Ian Kennedy reports on BA and EA indoor meetings
Seven days after Piers’ fabulous performance at the World Indoor Tour he was back at the Emirates Stadium in Glasgow for the British Athletics Indoor Championships. A week earlier he had been the best of the Brits over 1500m, this time around he turned his attention to the 800m.
The championships attracted a high quality entry, aside from Neil Gourley (injured), the best in the country were there. Piers had a job on his hands to be one of the six in Sunday’s final. There were to be three qualifying heats with only the heat winner guaranteed passage into the final, fastest losers’ time would decide the other places. Despite Piers’ form this indoor season over 800, 1500 and 3000 metres, he was unlikely to be seeded and this could place a very significant challenger in his heat, and so it proved.
Piers was drawn in Heat 3 alongside Guy Learmonth, probably considered the favourite for the championship. Learmonth was drawn on the outside with Piers in lane 5. Knowing that the time could be important Piers ran an untypical race, it’s often the case that early on he will sit on the back. It soon became evident that the race win would come from either Guy Learmonth or Piers. With Piers trailing off the final bend, he saw daylight on the inside to take the win. Piers’ time was 1:48.06 a new indoor PB, and with Learmonth only a fraction behind him, he was also through to the final.
While the British Athletics Championships were taking place in Glasgow, the next indoor action for Wimborne AC athletes over the weekend were on Sunday in Sheffield at the England Athletics U15/U17/U20 Championships.
Both Wimborne athletes, by chance, were competing at the same time, but in very different events. In the field Toby Hiller was taking part in the long jump. He recorded a best distance of 6.44m. This is an indoor PB for Toby, being a 5cm improvement on the distance he recorded early in February at Lee Valley in the South of England Championships. Toby came 8th.
While Toby was busy in the long jump pit, Maddy Johnson was on the track for the under-20s 1500m. The previous race was a well-populated U17W 1500, so it was a disappointment that there were so few in the under-20s race. Maddy recorded 4:55.09 for the silver medal.
The men’s final for the 800m in Glasgow offered a mouth-watering prospect. The line up, in order of qualifying times was: Andrew Osagie, Josh Kerr, Piers, Guy Learmonth, Alex Botterill and Daniel Howells. What made this race such an exciting prospect was that there were so many in the field capable of claiming the win.
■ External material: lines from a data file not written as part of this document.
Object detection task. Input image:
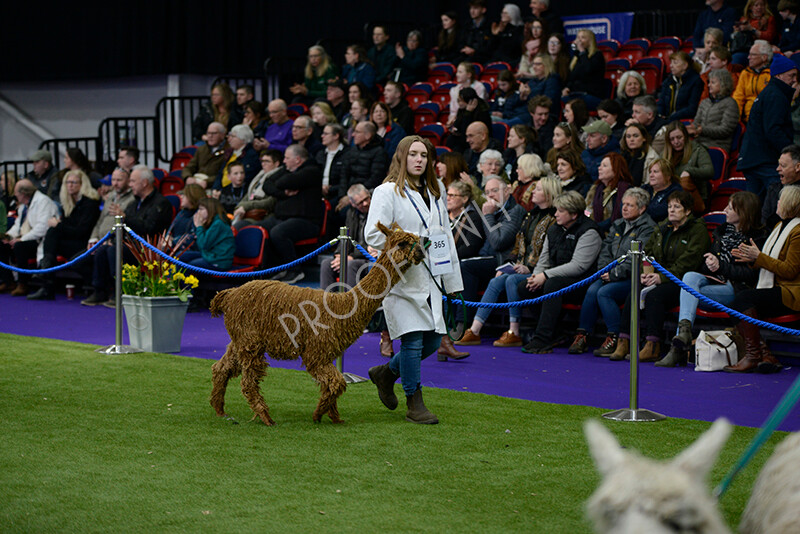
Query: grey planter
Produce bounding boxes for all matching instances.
[122,295,189,352]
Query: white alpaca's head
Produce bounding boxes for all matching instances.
[584,419,731,534]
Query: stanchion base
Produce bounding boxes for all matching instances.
[95,345,144,354]
[603,408,667,422]
[342,373,369,384]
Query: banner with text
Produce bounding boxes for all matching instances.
[561,11,633,43]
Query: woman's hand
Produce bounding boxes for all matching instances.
[705,252,719,273]
[642,273,661,287]
[731,239,761,263]
[514,263,531,274]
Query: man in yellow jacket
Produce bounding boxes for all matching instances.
[733,39,772,122]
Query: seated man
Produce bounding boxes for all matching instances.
[257,145,323,284]
[731,39,772,122]
[81,165,172,308]
[319,184,379,291]
[292,115,323,159]
[464,121,503,176]
[181,122,228,180]
[581,121,619,183]
[336,121,389,211]
[0,180,58,297]
[25,150,61,202]
[253,98,294,152]
[518,191,603,354]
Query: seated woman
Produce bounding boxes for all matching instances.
[517,191,602,354]
[656,191,767,367]
[447,61,484,129]
[686,69,739,152]
[546,122,586,168]
[556,150,592,198]
[586,152,632,234]
[664,121,714,215]
[519,53,561,122]
[610,191,711,362]
[642,158,683,223]
[242,100,269,139]
[597,98,625,141]
[289,45,339,105]
[219,161,247,215]
[192,83,238,142]
[167,184,206,249]
[616,70,647,122]
[489,4,523,67]
[456,176,561,347]
[724,186,800,373]
[658,50,703,121]
[181,198,236,271]
[394,30,428,87]
[503,124,539,182]
[489,70,530,125]
[445,87,492,152]
[569,187,656,358]
[28,170,100,300]
[342,44,375,91]
[511,154,556,211]
[561,29,608,110]
[619,122,658,186]
[369,102,406,159]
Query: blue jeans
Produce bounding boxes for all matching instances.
[389,331,442,397]
[578,280,631,334]
[678,271,733,324]
[475,274,528,323]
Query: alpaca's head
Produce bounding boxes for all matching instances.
[584,419,731,534]
[377,222,425,272]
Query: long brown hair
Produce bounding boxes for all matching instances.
[383,135,442,199]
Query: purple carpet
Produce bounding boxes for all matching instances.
[0,295,800,431]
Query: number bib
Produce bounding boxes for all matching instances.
[428,229,453,276]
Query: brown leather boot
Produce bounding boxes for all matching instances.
[639,341,661,362]
[381,330,394,358]
[406,389,439,425]
[608,337,631,362]
[438,334,469,362]
[722,308,762,373]
[756,340,783,375]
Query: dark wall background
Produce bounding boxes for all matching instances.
[0,0,732,81]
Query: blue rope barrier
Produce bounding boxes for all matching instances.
[647,258,800,336]
[125,230,336,278]
[0,232,114,274]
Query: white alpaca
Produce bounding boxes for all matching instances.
[584,419,800,534]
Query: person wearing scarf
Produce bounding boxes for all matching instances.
[724,186,800,373]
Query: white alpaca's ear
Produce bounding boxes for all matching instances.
[583,419,626,476]
[671,418,732,480]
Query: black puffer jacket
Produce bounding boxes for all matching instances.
[339,135,389,193]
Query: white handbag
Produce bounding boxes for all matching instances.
[694,330,739,371]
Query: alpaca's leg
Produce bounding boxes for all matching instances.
[211,343,241,417]
[242,356,275,426]
[308,363,347,423]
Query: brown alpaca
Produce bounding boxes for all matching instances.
[211,223,424,425]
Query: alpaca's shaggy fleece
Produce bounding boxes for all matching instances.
[211,224,424,425]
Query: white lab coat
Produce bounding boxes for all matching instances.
[7,191,58,262]
[364,181,464,339]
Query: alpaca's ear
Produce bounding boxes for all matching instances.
[672,418,731,480]
[583,419,626,476]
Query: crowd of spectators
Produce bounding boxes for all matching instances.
[0,0,800,370]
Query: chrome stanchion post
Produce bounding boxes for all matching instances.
[95,215,142,354]
[603,241,666,421]
[336,226,367,384]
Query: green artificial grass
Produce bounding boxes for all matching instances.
[0,334,781,533]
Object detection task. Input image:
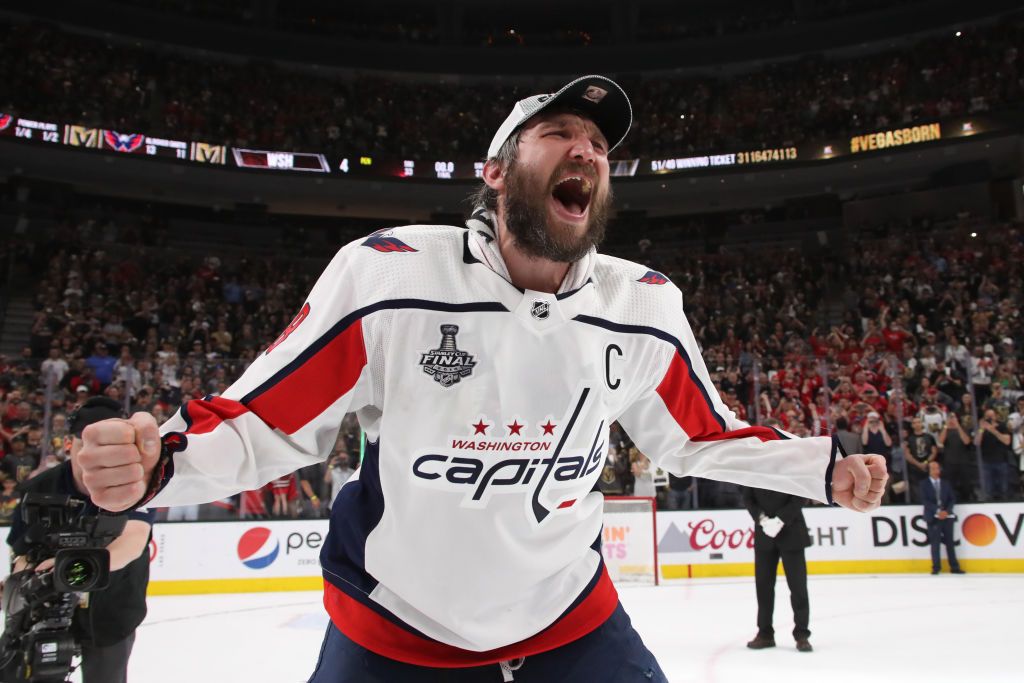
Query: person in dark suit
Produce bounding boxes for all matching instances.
[921,461,966,574]
[743,488,813,652]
With Piers only interested in placings, he ran a more typical race, using tactics that have brought him so much success this season. All was going to plan going into the fourth and final lap. Immediately after the bell there was a coming together between Alex Botterill and Andrew Osagie who was following him. Josh Kerr was ahead of the ensuing melee. Botterill was down (and out), Guy Learmonth managed to leap over the fallen Botterill, while Piers found himself upon the recovering Osagie. Piers had to take evasive action and took a few steps on the inside of the bend, as he recovered the track he’d lost a great deal of momentum and there was now a clear gap between himself and Kerr, Learmonth and Osagie ahead of him.
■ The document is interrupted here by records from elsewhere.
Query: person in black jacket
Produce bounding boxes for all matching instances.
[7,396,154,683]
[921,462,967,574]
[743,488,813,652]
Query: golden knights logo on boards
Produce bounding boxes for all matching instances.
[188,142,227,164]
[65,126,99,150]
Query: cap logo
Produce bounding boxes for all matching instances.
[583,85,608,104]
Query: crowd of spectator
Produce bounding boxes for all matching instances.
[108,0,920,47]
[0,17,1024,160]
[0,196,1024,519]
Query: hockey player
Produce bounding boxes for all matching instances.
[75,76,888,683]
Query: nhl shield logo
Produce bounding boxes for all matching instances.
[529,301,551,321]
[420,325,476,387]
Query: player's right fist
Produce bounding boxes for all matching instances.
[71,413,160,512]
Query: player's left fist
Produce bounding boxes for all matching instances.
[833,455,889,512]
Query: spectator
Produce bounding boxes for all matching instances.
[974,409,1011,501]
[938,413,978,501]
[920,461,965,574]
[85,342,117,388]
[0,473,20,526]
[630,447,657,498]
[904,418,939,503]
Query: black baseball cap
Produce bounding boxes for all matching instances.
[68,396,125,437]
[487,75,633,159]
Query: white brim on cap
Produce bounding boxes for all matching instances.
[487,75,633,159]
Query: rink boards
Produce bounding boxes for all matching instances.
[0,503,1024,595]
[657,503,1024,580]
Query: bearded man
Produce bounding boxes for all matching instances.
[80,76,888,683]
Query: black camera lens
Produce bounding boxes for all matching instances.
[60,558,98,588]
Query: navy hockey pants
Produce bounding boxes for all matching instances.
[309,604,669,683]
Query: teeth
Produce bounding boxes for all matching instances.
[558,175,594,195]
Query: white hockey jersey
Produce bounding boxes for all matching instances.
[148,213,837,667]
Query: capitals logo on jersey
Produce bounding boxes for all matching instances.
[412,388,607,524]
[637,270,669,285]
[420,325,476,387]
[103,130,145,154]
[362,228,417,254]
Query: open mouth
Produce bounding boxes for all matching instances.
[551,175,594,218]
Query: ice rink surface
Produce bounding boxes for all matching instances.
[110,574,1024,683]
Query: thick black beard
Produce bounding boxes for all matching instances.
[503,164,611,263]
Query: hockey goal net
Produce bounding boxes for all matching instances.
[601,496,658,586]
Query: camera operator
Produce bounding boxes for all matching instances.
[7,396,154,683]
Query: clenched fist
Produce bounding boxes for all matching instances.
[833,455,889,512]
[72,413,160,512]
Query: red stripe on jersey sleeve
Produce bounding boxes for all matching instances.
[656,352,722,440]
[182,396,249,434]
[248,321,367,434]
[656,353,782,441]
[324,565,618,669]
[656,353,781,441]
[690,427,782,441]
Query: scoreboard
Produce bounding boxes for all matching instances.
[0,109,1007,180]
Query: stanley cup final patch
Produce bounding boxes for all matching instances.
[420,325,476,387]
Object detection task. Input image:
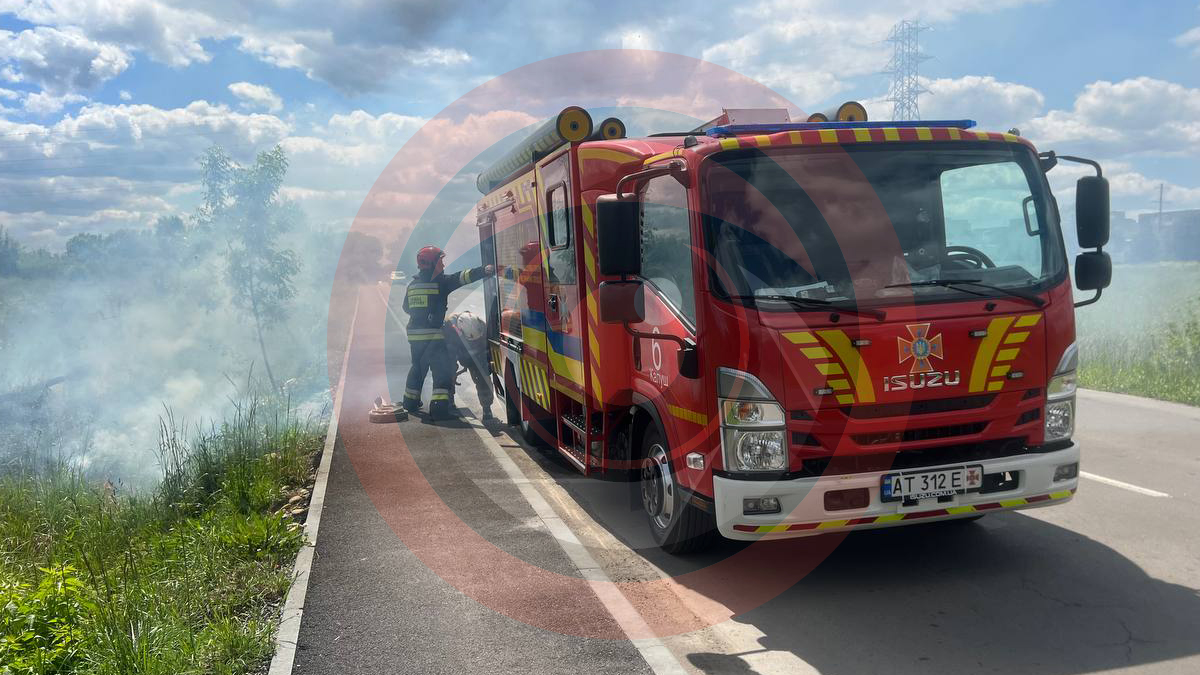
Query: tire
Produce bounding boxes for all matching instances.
[638,426,718,555]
With Piers carrying so little speed off the curve, were Piers medal ambitions a lost cause? Josh Kerr was still leading going into the bend, but being quickly caught by Learmonth and Osagie. On the BBC coverage Piers was out of shot, when he appeared it was clear he was the fastest man out there … commentator Kris Temple described him as ‘finishing like a train’.
Guy Learmonth (who Piers had beaten in the heat) took gold with a PB in 1:46.89. Andrew Osagie claimed silver in 1:46.98 and Piers had caught Josh Kerr in the final metres to take bronze in 1:47.21 … a second PB in two days.
Of those that finished, the most compromised by the coming together was Piers. It would be interesting to know just how much time he lost, and just how fast he’s capable of running an 800m, however, the incident did cost him any serious chance of challenging for the gold medal.
It was a great shame that we were denied a finish with all six runners. Incidents of this sort do seem to occur more frequently in the tight confines of indoor tracks. Alex Botterill will be sorely disappointed with how events unfolded, but race winner Learmonth has had his falls and disappointments in the past too, famously breaking his hand after punching the track in frustration in a Grand Prix meeting in Birmingham after a fall.
Two PBs, including a heat win and heading some top quality athletes, meant another great weekend for Piers, the speed he carries in the latter stages of races make him an exciting athlete to watch.